Unos libros magníficos como Scivias (de teología dogmática), Liber Vitae Meritorum (sobre teología moral) y Liber Divinorum Operum (sobre cosmología, antropología y teodicea). Hildegarda escribió obras como Liber Simplicis Medicinae, que trata ni más ni menos sobre las propiedades curativas de las plantas y animales desde una perspectiva que los hace hoy sorprendentemente actuales y no la muestra como una científica experta en botánica, que profesaba la unidad de todos los seres.
Sus contemporáneos se sorprendían y admiraban cuando la abadesa abandonaba su monasterio para predicar, y en 1148, por petición del papa Eugenio III, sus visiones fueron “aprobadas” como divinas por la Iglesia. Mantuvo correspondencia con San Bernardo, Enrique II de Inglaterra, Leonor de Aquitania y el emperador Barbarroja, al que supo amenazar y amonestar por sus antipapas títeres oponiéndose al cisma religioso.

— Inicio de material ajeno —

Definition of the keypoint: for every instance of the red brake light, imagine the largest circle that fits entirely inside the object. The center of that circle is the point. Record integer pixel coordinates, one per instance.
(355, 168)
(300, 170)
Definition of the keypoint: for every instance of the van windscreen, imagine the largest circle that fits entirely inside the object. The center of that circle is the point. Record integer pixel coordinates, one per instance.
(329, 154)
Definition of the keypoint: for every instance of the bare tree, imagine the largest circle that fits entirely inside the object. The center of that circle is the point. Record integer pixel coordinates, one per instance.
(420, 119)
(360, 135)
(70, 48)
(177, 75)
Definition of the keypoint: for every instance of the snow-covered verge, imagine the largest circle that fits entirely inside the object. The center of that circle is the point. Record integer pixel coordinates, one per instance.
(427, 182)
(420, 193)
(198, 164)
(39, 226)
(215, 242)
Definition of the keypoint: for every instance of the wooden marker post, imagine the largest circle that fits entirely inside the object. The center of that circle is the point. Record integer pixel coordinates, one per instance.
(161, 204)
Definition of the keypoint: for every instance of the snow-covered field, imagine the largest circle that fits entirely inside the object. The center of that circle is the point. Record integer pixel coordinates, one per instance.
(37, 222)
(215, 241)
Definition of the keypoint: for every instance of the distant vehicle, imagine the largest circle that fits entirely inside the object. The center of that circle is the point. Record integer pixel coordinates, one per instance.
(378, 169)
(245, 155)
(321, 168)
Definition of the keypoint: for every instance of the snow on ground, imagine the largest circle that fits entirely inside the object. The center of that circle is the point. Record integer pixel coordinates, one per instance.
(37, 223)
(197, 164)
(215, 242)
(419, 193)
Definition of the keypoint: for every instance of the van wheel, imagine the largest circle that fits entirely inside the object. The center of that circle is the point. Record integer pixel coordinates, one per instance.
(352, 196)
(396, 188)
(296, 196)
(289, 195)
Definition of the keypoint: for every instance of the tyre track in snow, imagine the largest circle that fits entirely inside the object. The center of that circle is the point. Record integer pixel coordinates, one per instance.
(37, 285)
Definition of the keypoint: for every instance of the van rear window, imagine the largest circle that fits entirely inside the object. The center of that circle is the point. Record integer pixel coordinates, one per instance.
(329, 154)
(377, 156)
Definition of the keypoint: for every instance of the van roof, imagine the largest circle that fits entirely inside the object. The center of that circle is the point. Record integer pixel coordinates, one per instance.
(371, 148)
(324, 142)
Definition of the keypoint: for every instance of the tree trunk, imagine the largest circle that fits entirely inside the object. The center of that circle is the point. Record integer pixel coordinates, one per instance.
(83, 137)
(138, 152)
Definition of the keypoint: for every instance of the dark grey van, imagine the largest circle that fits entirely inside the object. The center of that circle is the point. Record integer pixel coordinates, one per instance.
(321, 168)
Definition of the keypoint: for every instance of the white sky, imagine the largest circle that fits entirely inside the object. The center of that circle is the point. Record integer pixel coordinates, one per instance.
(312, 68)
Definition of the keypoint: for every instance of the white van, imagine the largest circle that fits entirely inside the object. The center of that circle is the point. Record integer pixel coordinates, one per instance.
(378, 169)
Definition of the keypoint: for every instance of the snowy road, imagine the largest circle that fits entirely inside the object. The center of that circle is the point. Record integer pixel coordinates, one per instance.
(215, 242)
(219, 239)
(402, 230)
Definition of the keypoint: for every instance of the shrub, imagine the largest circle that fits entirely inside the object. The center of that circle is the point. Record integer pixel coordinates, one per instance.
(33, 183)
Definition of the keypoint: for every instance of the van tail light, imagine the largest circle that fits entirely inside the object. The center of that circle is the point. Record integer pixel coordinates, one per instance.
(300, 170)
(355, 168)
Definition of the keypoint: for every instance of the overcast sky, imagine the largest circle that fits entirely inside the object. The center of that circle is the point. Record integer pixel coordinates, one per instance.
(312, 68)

Pero volvamos a la célebre carta a Gubiert de Gembolux con la que empezamos esta nota. En este inusual testimonio sobre sus experiencias visionarias, Hildegarda nos ofrece un esbozo de esta “metafísica de la luz”: “se me dice que esta luz es sombra de luz viviente, tal y como el Sol, la luna y las estrellas aparecen en el agua, así resplandecen para mí las escrituras, sermones, virtudes y algunas obras de los hombres formados en esta luz, a la que nombran luz viviente, que, mucho menor que la anterior, puede decir de qué modo la veo. Pero desde el momento en que la contemplo, toda tristeza y todo dolor es arrancado de la memoria, de forma que adquiero las maneras de una simple niña y no de una mujer vieja”.
Pocos meses antes de su muerte Santa Hildegarda logró que se levantara un estúpido interdicto al monasterio que prohibía el uso de campanas, instrumentos y cantos en la vida y la liturgia de Rupertsberg. Y, según la leyenda, cuando murió, a los 81 años, una radiante luz multicolor apareció en los cielos formando una cruz.